Stewart faces up to five years in prison and a fine of up to $250,000 when he is sentenced in April.
Stewart, a Mitchellville resident, chaired Gov. Martin O’Malley’s re-election campaign in Prince George’s County last year. In 2007, O’Malley also appointed Stewart to the Maryland Stadium Authority.
According to a short biography on the stadium authority website, Stewart’s “vision and expertise in business performance resulted in increased profitability, elevated the standing of MMS in the construction industry, implemented many innovations and maximized the firm’s emphasis on customer service.”
Stewart has served as vice chair for the Revenue Authority of Prince George’s County and a member of the Prince George’s County Community Development Corp. He and his business have won state and national minority business awards.
Stewart’s guilty plea made little news last week.
His connection to the Governor’s Redistricting Advisory Committee was brought to light by a statement from David Ferguson, the new executive director of the Maryland Republican Party.

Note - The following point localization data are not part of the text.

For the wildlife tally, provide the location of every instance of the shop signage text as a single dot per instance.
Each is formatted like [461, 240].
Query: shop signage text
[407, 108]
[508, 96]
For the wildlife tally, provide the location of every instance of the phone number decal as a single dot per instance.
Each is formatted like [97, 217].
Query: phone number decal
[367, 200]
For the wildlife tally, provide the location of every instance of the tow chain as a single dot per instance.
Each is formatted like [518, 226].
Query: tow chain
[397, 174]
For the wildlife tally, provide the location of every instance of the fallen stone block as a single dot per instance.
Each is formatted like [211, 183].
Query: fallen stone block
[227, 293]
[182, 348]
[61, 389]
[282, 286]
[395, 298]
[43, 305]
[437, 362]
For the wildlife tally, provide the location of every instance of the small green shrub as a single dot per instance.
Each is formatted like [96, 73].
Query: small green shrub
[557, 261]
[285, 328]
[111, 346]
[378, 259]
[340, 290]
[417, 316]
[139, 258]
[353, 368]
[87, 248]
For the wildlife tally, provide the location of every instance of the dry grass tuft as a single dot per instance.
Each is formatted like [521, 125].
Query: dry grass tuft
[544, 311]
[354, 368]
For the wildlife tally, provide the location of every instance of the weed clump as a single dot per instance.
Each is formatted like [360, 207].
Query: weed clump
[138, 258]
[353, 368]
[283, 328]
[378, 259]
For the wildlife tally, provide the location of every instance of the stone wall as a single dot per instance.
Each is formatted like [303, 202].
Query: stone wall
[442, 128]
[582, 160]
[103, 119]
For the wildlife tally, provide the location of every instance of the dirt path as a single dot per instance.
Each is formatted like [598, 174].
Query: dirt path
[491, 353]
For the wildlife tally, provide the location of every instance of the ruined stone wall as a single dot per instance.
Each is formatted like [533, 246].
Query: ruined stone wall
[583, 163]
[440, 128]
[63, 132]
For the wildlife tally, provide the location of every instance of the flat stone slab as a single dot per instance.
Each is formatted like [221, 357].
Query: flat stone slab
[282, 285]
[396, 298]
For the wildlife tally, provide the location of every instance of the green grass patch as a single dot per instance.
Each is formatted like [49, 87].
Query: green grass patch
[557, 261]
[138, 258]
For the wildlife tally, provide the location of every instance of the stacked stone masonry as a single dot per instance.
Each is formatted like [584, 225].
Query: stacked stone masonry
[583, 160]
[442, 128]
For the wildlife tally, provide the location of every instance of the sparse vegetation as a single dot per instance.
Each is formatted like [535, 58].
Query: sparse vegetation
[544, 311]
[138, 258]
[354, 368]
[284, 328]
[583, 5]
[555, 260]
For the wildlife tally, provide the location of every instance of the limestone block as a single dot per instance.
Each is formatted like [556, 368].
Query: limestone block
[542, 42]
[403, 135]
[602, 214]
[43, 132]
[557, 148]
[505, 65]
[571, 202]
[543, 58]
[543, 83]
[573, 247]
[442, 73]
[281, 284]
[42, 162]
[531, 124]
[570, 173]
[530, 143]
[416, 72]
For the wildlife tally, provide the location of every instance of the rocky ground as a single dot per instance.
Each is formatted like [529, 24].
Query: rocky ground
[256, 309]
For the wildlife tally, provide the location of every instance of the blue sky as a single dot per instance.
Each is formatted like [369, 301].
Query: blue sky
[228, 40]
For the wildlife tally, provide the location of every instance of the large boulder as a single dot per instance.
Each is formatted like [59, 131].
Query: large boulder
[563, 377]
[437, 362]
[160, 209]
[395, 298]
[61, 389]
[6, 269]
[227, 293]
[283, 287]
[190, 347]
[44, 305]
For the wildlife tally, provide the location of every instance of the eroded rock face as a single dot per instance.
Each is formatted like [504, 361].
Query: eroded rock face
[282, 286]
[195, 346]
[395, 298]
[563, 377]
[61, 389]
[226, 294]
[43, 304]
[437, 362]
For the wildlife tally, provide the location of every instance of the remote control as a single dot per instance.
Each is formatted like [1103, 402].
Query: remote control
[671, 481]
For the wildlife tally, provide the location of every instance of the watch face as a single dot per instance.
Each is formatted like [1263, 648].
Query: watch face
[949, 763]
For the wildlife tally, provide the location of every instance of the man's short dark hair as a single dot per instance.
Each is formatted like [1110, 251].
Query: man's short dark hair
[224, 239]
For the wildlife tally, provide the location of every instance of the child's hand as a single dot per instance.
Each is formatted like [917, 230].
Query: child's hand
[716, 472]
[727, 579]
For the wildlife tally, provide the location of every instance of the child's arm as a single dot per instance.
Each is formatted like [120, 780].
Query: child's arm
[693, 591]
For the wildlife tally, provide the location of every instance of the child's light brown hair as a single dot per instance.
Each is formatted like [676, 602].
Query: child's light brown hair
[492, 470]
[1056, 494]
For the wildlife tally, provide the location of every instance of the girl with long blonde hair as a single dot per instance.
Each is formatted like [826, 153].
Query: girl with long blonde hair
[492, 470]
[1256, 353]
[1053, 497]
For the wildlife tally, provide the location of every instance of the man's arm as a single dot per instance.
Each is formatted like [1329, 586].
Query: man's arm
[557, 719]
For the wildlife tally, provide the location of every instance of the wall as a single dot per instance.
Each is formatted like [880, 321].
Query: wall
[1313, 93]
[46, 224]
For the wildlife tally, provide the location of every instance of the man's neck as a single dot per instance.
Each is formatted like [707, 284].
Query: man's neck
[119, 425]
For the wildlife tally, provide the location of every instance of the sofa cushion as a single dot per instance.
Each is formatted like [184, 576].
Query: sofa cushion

“The governor’s redistricting plan has been criticized by liberal Democrats and conservative Republicans alike for its partisan and divisive nature,” Ferguson said. “But now, the integrity of the entire map and the process in which it was crafted must be questioned.”
“Gov. O’Malley stood firmly with Mr. Stewart for over six months during this very difficult time in his life,” Ferguson continued. “While the Governor’s loyalty to his political ally and friend should be commended, his overriding responsibility is to the nearly 6 million people in Maryland to produce a just map that accurately reflects our political and natural boundaries. In keeping with that responsibility, the Governor should remove Mr. Stewart from the committee.”
The judge due to sentence Stewart in April is Roger Titus, the U.S. District Court jurist handling the lawsuit against the congressional redistricting map Stewart also helped draw.